US economic expansion has supported corporate growth and profitability in recent years, and the 2.9% increase in GDP that Standard & Poor’s forecasts for 2018 suggests corporate debt issuance will continue at strong levels. The trend is similar in Europe, where the European Central Bank (ECB) isn’t expected to hike rates before late 2019.
In its recently published “US Corporate Debt Market: The State Of Play in the First Half of 2018, the S&P noted that the amount of US corporate debt it rates, including bonds, notes, and term and revolving loans, increased by 8% in 2017 over the previous year, to $9 trillion. Much of that credit growth came from investment-grade debt, which has increased at a 7.7% compound rate since 2013 and jumped almost 8% in 2017, to $6.48 trillion. Speculative grade debt increased by 9% to $2.5 trillion, its first year over year increase since 2012.
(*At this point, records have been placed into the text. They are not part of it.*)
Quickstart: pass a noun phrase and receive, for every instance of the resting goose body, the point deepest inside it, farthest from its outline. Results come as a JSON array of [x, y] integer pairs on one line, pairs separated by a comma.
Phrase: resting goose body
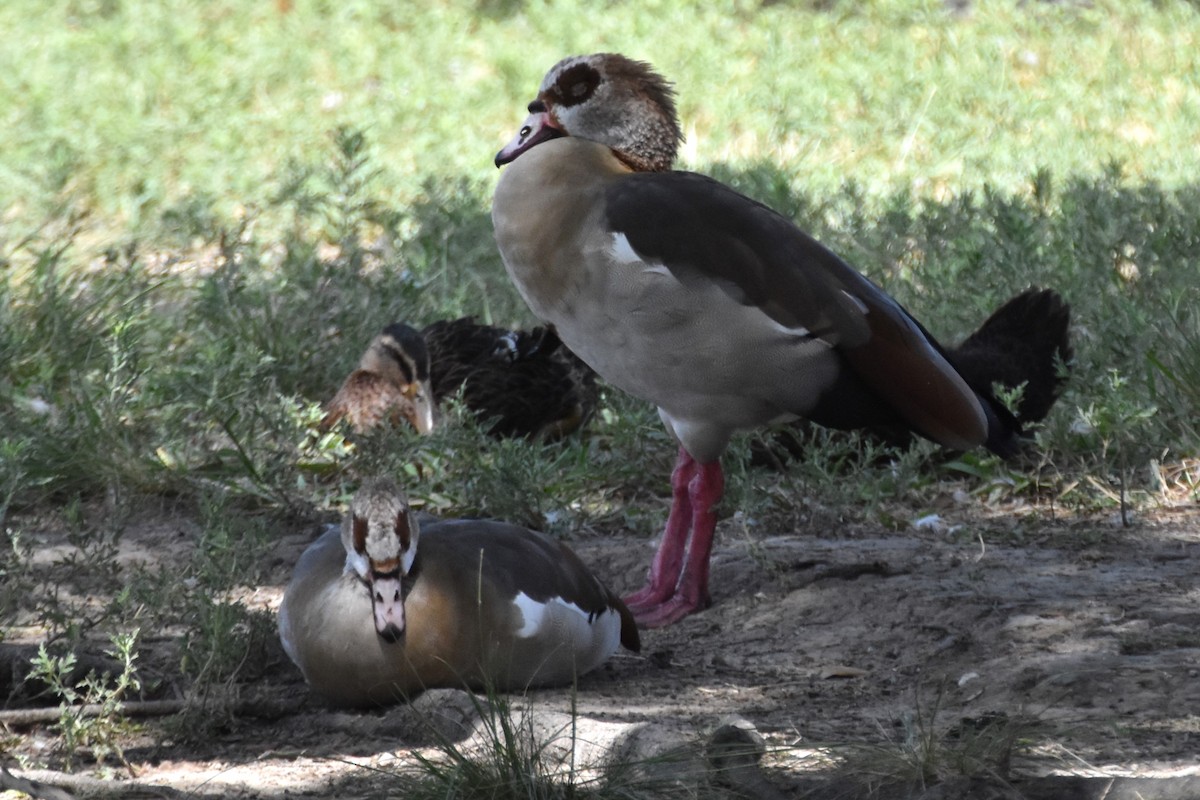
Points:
[[709, 305], [517, 383], [371, 618]]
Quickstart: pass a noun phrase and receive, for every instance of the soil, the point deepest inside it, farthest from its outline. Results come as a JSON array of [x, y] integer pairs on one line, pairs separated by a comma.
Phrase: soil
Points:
[[1077, 637]]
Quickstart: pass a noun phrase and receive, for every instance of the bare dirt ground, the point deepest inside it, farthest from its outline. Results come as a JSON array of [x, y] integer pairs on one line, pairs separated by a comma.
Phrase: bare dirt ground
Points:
[[1080, 636]]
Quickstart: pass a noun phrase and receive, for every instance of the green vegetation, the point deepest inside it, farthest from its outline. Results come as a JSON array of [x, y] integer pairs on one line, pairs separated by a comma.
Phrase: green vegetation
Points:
[[208, 209]]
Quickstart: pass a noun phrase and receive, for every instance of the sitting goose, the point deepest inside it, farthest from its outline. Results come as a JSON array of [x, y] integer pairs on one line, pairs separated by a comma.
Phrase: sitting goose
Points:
[[521, 383], [709, 305], [370, 617]]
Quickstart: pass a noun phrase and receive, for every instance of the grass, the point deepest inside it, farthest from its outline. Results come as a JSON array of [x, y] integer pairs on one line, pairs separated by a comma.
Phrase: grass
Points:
[[207, 210]]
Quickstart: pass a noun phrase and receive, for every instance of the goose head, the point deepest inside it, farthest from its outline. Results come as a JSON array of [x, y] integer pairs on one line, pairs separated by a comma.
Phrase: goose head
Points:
[[401, 356], [607, 98], [379, 535]]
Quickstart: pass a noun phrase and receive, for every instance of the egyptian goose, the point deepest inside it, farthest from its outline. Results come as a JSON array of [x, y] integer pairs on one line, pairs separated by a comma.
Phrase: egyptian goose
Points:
[[371, 618], [519, 383], [709, 305]]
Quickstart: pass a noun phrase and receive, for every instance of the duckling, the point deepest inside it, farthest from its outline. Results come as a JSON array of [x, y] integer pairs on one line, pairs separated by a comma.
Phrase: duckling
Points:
[[527, 383], [522, 383], [371, 618], [391, 383]]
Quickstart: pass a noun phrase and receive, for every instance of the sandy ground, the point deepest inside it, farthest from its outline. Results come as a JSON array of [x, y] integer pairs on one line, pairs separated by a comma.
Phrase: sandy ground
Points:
[[1078, 636]]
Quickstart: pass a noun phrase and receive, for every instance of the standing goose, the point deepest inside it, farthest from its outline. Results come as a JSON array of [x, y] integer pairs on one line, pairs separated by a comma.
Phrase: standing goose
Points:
[[519, 383], [709, 305], [371, 618]]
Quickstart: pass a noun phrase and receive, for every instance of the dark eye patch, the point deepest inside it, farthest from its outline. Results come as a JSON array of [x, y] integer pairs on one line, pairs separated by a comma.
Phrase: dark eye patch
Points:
[[403, 533], [359, 529], [577, 84]]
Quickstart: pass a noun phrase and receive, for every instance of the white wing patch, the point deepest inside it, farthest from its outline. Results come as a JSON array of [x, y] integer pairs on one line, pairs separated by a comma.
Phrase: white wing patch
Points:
[[537, 614], [574, 637], [624, 253], [799, 330]]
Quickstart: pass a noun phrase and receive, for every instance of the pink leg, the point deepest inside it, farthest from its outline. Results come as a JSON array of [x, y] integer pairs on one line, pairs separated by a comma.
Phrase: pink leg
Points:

Investment-grade bond issuance increased by 10% in 2017, or close to $1.1 trillion, some of which was used to refinance existing debt at still low rates, while a substantial share was used to fund M&A, share buybacks and other investor-friendly actions, according to S&P. Speculative-grade corporate bond issuance increased by a significant 26% in 2017, to $237 billion. Amidst rising rates, investor demand for floating-rated debt surged, and issuance of leveraged loans leaped by 50% in 2017, to a new high of $503 billion for institutional leveraged loan issuance.
The rating agency notes that while its economists’ forecast of 2.9% GDP growth in 2018 supports growing corporate debt, trade tensions and the strengthening dollar could negatively impact corporate growth, curtailing the need for debt.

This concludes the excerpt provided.